[LU-1036] 1.8.7<->2.1.54 Test failure on test suite replay-single (52) Created: 25/Jan/12  Updated: 29/May/17  Resolved: 29/May/17

Status: Resolved
Project: Lustre
Component/s: None
Affects Version/s: Lustre 2.2.0, Lustre 2.3.0, Lustre 2.4.0, Lustre 1.8.9
Fix Version/s: None

Type: Bug Priority: Major
Reporter: Maloo Assignee: Zhenyu Xu
Resolution: Cannot Reproduce Votes: 0
Labels: yuc2

Attachments: File 1036.tar.gz    
Issue Links:
Duplicate
is duplicated by LU-994 1.8<->2.1.54 Test failure on test sui... Resolved
Related
is related to LU-889 rework extent_recovery_timer() Resolved
Severity: 3
Rank (Obsolete): 5109

 Description   

This issue was created by maloo for sarah <sarah@whamcloud.com>

This issue relates to the following test suite run: https://maloo.whamcloud.com/test_sets/be8e0662-4784-11e1-9a77-5254004bbbd3.

client 1.8.7 <--> server 2.1.54



 Comments   
Comment by Peter Jones [ 08/Feb/12 ]

Bobi

Could you please look into this one?

Thanks

Peter

Comment by Zhenyu Xu [ 08/Feb/12 ]

replay-single test_52() is to test MDS failover and there is no mds log int the maloo, and from client's log

== test 52: time out lock replay (3764) == 03:16:32
Filesystem           1K-blocks      Used Available Use% Mounted on
fat-amd-3-ib@o2ib:/lustre
                      29528544   1349276  26679012   5% /mnt/lustre
fail_loc=0x8000030c
Failing mds on node fat-amd-3-ib
Stopping /mnt/mds (opts:)
affected facets: mds
df pid is 26116
Failover mds to fat-amd-3-ib
03:16:51 (1327490211) waiting for fat-amd-3-ib network 900 secs ...
03:16:51 (1327490211) network interface is UP
Starting mds: -o user_xattr,acl  /dev/sdc1 /mnt/mds
fat-amd-3-ib: debug=0xb3f0405
fat-amd-3-ib: subsystem_debug=0xffb7efff
fat-amd-3-ib: debug_mb=48
Started lustre-MDT0000
client-15-ib: stat: cannot read file system information for `/mnt/lustre': Interrupted system call
client-15-ib: stat: cannot read file system information for `/mnt/lustre': Interrupted system call
 replay-single test_52: @@@@@@ FAIL: post-failover df: 1 
Dumping lctl log to /tmp/test_logs/2012-01-24/195852/replay-single.test_52.*.1327490314.log
client-15-ib: Host key verification failed.
client-15-ib: rsync: connection unexpectedly closed (0 bytes received so far) [sender]
client-15-ib: rsync error: unexplained error (code 255) at io.c(600) [sender=3.0.6]

we can see the mds successfully recovered, and then lost, looks like for unknown reasons the MDS node was disconnected from the network (ssh cannot verify the host key), IMO, it's not Lustre's issue.

Comment by Sarah Liu [ 09/Feb/12 ]

I will try to reproduce it and gather more logs for investigation.

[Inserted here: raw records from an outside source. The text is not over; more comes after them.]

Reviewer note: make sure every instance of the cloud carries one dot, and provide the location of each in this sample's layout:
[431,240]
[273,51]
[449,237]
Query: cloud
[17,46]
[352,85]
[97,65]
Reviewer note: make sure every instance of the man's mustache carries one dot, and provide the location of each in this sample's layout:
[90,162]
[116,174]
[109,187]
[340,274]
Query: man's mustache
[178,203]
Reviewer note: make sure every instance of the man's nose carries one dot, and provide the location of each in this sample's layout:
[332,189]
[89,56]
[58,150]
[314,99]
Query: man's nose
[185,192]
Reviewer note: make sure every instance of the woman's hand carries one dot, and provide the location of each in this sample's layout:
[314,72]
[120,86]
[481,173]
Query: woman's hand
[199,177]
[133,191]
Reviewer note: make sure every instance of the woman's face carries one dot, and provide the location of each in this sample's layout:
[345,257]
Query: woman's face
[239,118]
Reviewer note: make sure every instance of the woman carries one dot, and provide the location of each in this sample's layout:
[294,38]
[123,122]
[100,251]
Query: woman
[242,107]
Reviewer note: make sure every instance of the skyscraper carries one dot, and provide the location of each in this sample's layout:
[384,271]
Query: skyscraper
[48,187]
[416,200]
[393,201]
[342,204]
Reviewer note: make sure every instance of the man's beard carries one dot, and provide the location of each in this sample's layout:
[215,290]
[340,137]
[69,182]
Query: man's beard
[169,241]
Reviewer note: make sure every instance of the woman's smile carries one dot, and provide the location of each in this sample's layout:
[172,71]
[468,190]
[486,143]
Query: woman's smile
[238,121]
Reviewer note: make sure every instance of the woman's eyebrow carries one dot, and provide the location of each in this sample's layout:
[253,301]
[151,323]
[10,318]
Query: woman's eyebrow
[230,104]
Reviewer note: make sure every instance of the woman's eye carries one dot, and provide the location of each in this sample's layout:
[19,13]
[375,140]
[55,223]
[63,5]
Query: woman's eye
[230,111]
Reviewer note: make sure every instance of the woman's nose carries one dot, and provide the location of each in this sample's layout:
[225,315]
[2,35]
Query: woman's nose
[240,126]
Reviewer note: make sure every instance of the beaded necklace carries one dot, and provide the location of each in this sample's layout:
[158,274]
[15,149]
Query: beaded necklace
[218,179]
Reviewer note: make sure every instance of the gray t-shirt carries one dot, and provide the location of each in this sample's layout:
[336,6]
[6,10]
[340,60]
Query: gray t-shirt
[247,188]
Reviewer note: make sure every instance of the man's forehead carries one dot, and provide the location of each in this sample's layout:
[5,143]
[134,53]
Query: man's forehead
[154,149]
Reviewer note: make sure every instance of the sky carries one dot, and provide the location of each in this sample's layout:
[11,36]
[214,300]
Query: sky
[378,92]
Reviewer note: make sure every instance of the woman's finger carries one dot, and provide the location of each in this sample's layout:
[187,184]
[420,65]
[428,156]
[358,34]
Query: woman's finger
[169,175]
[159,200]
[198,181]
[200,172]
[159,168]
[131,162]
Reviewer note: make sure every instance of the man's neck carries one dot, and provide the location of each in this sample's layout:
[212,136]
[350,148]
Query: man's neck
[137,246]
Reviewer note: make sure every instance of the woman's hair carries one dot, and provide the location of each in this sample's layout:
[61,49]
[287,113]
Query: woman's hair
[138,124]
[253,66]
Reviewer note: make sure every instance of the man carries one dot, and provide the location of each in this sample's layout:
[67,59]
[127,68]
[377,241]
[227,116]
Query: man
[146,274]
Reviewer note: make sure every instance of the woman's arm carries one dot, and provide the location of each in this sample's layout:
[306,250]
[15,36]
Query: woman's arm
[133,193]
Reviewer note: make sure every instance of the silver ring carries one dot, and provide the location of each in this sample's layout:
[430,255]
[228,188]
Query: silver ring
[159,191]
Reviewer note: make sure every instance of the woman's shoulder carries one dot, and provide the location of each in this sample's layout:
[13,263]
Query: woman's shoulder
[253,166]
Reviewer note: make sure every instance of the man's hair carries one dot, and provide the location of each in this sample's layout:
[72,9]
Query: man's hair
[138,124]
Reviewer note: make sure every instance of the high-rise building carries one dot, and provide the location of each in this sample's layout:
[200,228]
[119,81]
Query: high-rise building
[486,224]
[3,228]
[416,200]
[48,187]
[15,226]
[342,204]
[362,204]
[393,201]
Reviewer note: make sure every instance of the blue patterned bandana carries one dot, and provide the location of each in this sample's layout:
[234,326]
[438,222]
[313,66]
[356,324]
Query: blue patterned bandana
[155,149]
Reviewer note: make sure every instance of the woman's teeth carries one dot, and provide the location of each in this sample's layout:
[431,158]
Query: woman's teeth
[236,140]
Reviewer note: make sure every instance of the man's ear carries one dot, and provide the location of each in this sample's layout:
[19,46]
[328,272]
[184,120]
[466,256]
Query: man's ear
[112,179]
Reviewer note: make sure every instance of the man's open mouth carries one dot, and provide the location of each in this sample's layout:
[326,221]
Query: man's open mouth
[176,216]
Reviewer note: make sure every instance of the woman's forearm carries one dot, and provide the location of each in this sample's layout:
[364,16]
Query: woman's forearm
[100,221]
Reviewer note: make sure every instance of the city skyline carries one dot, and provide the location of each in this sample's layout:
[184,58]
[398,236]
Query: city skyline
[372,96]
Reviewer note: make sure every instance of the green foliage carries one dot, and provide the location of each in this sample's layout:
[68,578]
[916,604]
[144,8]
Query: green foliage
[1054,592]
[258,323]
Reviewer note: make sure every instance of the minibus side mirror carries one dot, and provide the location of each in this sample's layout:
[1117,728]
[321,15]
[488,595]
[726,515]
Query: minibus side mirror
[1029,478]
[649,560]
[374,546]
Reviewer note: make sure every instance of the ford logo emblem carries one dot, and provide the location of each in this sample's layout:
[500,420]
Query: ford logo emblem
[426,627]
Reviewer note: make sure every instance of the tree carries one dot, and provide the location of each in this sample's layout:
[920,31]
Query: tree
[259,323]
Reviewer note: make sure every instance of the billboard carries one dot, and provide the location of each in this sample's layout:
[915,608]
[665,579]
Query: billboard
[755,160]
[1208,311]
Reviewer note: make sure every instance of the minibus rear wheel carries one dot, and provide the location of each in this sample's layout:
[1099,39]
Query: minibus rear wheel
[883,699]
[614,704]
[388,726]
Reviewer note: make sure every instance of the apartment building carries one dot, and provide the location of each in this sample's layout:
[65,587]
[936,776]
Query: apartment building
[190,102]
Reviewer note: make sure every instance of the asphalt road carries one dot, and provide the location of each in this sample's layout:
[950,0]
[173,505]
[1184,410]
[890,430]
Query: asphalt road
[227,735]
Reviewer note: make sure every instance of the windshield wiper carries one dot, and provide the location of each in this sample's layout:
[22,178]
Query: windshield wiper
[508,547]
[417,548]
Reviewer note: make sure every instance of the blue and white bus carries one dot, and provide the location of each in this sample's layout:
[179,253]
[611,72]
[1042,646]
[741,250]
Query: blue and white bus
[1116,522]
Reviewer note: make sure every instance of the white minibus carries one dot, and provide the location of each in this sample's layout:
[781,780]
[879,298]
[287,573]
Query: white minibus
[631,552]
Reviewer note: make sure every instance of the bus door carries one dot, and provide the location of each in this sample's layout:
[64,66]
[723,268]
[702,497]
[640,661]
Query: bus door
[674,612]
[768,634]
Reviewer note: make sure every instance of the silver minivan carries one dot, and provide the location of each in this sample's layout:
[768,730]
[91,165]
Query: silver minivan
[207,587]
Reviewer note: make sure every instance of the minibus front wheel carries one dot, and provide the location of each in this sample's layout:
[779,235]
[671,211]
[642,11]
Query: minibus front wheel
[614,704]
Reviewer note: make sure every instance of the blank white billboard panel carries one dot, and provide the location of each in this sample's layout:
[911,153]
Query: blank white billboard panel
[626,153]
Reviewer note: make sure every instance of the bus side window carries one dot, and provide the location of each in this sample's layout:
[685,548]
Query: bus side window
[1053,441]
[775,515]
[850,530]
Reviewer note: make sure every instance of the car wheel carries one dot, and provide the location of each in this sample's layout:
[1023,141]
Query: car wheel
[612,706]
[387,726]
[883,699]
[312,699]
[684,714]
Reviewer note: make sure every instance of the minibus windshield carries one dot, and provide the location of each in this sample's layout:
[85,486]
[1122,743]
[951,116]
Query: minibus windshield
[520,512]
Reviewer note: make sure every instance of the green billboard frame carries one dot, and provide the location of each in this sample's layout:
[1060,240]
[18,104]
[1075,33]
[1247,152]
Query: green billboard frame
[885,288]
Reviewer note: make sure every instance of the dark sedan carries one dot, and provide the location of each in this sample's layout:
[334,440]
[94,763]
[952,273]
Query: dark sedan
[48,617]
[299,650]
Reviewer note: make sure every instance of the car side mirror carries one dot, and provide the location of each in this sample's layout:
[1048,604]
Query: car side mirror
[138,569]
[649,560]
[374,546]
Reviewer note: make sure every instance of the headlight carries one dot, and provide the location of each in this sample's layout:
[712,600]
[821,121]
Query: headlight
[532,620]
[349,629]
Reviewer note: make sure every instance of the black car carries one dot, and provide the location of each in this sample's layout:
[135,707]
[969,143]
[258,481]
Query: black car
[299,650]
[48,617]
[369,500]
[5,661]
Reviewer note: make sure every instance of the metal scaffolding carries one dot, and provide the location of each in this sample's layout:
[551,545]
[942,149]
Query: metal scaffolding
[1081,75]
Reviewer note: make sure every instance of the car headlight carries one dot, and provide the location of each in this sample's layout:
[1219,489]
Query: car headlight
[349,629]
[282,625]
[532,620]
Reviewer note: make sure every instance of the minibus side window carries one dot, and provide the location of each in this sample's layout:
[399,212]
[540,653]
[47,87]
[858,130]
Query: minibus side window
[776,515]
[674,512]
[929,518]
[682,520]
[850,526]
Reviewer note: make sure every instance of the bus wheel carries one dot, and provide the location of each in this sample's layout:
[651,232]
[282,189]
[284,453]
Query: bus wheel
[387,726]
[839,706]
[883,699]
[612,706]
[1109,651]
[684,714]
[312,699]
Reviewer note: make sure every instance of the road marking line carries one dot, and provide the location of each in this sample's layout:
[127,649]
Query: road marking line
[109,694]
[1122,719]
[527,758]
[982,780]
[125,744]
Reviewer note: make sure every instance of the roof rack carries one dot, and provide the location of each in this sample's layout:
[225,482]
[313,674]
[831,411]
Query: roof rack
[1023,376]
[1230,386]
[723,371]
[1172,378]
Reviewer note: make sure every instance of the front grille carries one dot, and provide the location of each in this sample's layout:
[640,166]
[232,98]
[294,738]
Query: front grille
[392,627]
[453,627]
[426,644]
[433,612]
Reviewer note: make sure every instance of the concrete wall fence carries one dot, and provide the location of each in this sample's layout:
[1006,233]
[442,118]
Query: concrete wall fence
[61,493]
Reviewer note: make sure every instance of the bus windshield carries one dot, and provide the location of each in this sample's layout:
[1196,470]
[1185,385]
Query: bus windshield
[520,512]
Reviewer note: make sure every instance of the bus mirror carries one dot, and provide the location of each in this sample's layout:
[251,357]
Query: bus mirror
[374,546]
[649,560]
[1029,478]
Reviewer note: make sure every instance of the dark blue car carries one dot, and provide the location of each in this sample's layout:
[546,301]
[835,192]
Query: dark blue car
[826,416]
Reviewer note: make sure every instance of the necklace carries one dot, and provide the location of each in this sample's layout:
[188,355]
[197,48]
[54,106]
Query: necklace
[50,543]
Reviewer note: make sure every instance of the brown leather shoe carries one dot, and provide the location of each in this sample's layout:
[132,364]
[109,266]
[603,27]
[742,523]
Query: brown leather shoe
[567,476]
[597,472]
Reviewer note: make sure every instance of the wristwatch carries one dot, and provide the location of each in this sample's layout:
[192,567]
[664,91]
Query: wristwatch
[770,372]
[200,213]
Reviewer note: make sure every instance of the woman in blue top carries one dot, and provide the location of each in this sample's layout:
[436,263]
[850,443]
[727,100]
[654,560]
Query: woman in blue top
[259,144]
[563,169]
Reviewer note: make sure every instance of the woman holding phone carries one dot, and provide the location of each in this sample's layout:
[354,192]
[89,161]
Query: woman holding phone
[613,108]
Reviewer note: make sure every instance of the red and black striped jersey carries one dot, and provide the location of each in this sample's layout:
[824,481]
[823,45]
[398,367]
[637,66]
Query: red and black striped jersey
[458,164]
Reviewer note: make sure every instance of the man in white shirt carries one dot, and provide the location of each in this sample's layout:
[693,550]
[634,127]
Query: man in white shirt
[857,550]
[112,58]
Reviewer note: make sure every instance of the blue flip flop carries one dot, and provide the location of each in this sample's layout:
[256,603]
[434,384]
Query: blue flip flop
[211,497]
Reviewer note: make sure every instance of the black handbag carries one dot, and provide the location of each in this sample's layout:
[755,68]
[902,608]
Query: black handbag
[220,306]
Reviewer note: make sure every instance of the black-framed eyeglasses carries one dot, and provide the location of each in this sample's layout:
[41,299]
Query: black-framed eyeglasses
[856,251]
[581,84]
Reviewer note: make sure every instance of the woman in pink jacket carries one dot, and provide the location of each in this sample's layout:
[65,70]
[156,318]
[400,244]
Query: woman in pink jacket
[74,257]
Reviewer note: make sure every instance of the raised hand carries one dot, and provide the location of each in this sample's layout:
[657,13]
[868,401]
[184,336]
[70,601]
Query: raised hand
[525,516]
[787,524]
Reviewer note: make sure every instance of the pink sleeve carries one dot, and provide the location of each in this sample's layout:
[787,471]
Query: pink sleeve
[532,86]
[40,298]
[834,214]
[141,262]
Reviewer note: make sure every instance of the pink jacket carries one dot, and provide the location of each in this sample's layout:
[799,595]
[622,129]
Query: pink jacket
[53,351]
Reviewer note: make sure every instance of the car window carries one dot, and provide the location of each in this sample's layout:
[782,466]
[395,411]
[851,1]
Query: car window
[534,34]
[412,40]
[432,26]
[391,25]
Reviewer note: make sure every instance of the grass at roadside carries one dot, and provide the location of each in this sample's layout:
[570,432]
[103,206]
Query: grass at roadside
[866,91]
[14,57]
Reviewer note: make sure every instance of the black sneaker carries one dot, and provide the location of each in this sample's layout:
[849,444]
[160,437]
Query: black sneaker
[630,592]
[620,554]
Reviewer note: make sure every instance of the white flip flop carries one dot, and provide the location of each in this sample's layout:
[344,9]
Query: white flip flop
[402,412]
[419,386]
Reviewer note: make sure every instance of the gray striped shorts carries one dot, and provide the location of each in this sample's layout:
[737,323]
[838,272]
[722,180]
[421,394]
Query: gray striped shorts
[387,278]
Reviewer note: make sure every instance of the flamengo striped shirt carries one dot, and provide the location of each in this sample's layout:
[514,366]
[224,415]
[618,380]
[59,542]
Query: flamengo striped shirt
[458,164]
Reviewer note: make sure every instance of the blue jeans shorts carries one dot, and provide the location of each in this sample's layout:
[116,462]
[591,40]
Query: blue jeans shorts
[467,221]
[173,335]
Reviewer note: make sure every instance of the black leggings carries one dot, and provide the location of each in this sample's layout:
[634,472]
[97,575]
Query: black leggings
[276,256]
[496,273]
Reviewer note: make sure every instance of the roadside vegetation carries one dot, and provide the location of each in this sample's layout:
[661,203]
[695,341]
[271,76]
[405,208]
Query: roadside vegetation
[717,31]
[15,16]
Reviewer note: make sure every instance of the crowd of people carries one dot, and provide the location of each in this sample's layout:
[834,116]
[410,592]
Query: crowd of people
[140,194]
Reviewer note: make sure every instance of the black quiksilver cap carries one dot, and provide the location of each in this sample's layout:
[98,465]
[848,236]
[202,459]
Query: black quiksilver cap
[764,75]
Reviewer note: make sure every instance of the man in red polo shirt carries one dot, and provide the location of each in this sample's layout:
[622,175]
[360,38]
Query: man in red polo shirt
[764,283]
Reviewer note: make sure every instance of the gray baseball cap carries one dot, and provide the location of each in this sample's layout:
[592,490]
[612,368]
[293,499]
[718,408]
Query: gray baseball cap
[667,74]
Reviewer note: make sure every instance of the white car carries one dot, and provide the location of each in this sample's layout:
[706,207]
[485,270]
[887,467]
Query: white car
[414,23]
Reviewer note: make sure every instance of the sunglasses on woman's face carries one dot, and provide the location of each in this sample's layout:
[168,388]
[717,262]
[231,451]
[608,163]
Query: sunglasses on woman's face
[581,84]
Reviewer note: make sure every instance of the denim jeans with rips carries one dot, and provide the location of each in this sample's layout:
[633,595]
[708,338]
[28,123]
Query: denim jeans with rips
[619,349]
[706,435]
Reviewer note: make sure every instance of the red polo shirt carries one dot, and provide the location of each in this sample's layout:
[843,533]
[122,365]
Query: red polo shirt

Comment by Sarah Liu [ 12/Feb/12 ]

Hit the same issue again with 1.8.7 RHEL6 client and 2.1.55 RHEL6 server. https://maloo.whamcloud.com/test_sets/1d1c9c72-55de-11e1-9aa8-5254004bbbd3. Please find the server log from the attached.

Comment by Sarah Liu [ 12/Feb/12 ]

server logs

Comment by Zhenyu Xu [ 13/Feb/12 ]

at 1329094435.2981 MDS recovery starts, setting recovery timeout in 60 seconds (to xxxxx4495.xxx)
at 1329094450.2345 client recovery thread sent the replay req
at 1329094450.2352 MDS got the client's reconnection, and reset recovery timeout in 45 seconds (unchanged to xxxx4495.xxx)
at 1329094450.2361 MDS received the req and threw the reply as the test designed it
at 1329094495.2347 MDS recovery timedout, evicting client
at 1329094525.2345 client timed out the replay req (75 seconds later since the req has been sent)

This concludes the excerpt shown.